SOCIETY FOR INTEGRATIVE AND COMPARATIVE BIOLOGY
2021 VIRTUAL ANNUAL MEETING (VAM)
January 3 – Febuary 28, 2021

Meeting Abstract


49-9  Sat Jan 2  Stickleback populations experiencing northern pike invasion show more among-population level variation than those without Stevens, DR*; Wund, MA; Baker, JA; Foster, SA; Clark University; The College of New Jersey; Clark University; Clark University dalstevens@clarku.edu

The phenotypic plasticity displayed by most phenotypes is thought to potentially buffer populations from novel environmental changes, or to even guide subsequent evolutionary responses. Behavior is often thought to be the most plastic phenotype, and the first phenotype to change or respond to sudden environmental changes. Thus, the degree of a population’s behavioral plasticity should be under intense selection during environmental change. The threespine stickleback (Gasterosteus aculeatus) populations residing in southcentral Alaska are currently experiencing an invasion from the predatory Northern pike (Esox lucius). Multiple stickleback populations have potentially gone extinct following pike invasion; thus, stickleback populations are likely to be under intense selection pressures following pike invasion.
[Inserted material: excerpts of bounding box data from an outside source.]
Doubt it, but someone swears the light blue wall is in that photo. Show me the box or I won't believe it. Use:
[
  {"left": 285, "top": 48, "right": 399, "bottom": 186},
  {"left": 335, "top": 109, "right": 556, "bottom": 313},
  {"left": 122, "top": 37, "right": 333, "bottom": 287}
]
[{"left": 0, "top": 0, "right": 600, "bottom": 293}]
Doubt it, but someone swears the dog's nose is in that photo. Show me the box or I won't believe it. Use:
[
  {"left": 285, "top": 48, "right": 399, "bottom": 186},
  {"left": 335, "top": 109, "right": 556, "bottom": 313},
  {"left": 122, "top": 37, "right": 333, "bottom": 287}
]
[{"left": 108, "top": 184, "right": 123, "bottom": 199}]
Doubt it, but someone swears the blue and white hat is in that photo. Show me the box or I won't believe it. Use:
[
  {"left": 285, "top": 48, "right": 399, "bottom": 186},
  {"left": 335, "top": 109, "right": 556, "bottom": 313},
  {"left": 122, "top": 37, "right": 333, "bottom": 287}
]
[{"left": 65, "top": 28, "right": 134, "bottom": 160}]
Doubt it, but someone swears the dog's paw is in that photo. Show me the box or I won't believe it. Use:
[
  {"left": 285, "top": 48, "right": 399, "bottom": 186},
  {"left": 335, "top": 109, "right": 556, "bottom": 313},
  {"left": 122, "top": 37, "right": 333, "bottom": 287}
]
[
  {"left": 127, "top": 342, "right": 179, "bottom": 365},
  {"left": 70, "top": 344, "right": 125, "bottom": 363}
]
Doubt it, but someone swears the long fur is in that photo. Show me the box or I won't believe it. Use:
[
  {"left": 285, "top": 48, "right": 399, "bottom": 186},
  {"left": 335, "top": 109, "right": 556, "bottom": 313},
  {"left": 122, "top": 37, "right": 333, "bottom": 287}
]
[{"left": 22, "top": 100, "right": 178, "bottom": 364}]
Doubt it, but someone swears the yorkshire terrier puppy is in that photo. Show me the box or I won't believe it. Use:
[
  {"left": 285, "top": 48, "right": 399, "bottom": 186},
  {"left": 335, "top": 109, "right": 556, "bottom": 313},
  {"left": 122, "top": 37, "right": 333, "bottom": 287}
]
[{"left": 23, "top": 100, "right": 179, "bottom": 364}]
In this experiment, we asked how the developmental, and activational plasticity of threespine stickleback behavior has evolved following invasion by northern pike. We did this by exposing stickleback from three populations with and without northern pike to chronic artificial predation events during the first year of development and asked how their behavior differed to those that were not exposed. Our results suggest that long-term predation exposure does not influence stickleback behavior. Furthermore, we found that the degree of behavioral plasticity in stickleback antipredator behavior was much more variable among populations with invasive pike, than those without invasive pike, with the both the most plastic and least plastic populations being pike-invaded populations. In this talk we will discuss these results in the context of how phenotypic plasticity evolves, and how likely it is that populations of the same species evolve, and evolve in the same manner, in response to novel environmental changes.